Women are approximately three times more likely than men to develop MS95. Given the established sex-specific differences, focusing on female NHPs in model development is crucial. Although NHP models can serve as a critical link between rodent EAE models and human patients with MS96,97, female primates would be more frequently afflicted with MS, and using female models can help to reveal sex-specific mechanisms of disease onset and progression. By studying these models, future studies can gain insights into how hormonal and genetic factors interact with EBV to influence MS development.

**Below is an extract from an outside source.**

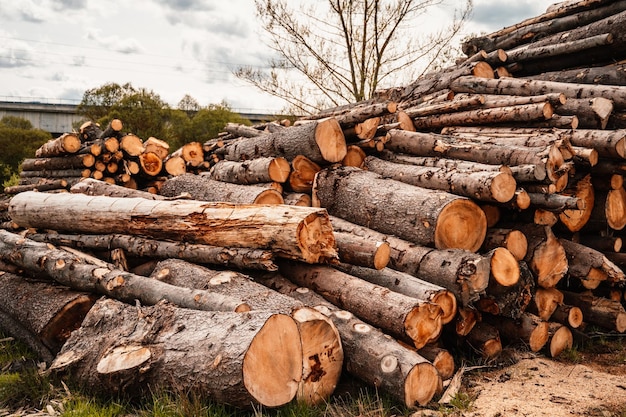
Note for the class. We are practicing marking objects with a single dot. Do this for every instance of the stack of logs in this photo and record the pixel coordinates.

Selecting susceptible ages of NHPs

Age at EBV infection is crucial for understanding its association with MS. In humans, the strongest correlation between EBV and MS is observed among individuals infected between the ages of 14 and 20 years. Most MS diagnoses occur at age 20–50, often many years after initial EBV exposure3. To accurately translate this in rhesus macaques, it would be pertinent to focus on young adult females aged 4–6 years. An unpublished study noted that no demyelinating lesions were found in rhesus macaques infected with LCV, suggesting that the absence of lesions could be due to the fact that the subjects were predominantly males and infants or juveniles, who are too young to exhibit such lesions.

Immunotherapies in MS

EBV-targeted immunotherapies are being explored to reverse exhausted EBV-targeted T cell responses, particularly the CD8+ cytotoxic T lymphocyte (CTL) response, which is thought to lead to poor virus control and increased MS disease activity54,98. For example, the adoptive transfer of ex-vivo-expanded autologous EBV-specific CD8+ T cells is directed against viral latent proteins98. In an open-label trial of patients with progressive MS, escalating doses of ex-vivo-expanded autologous EBV-reactive T cells targeting EBNA1, LMP1 and LMP2A were administered, and seven out of ten showed improvement99. This approach was subsequently explored using partially MHC-matched allogenic EBV-specific T cells (clinicaltrials.gov NCT03283826)100; however, the phase 2 exploratory trial was negative101. Whether this trial failed because of the poor survival of these allogeneic cells is unclear102. Another possible explanation for the results is inadequate trial design, which included patients with MS with high levels of disability102. Another approach being explored is therapeutic EBV vaccination to boost T cell responses to EBV103, ideally in NHP models of MS.

Conclusion

The relationship between EBV and MS represents a complex interaction of viral, genetic and environmental factors. This Review highlights the critical need for developing and refining NHP models to address clinically relevant questions about the role of EBV in MS pathogenesis. By focusing on key EBV-related risk factors, such as infectious mononucleosis, timing of infection, genetic susceptibility (HLA haplotypes), sex-specific differences, vitamin D levels and CD8+ T cell deficiency, we can better understand how EBV may trigger or drive MS. The proposed NHP-EBV infection models, especially those incorporating CD8 depletion and other relevant factors, offer a promising approach to determining whether EBV acts as a trigger for MS or a driver of its progression. Such models will not only facilitate the evaluation of these theories but also help to reveal why most EBV-infected individuals do not develop MS. These insights could inform the development of disease-modifying therapies, including EBV-targeted immunotherapies and preventive vaccines. By bridging gaps in our understanding of MS and EBV, we can translate research into effective strategies for managing and preventing MS. The integration of these models into clinical research could lead to major advancements in treatment and prevention, ultimately improving outcomes for individuals at risk of or living with MS (Boxes 1 and 2).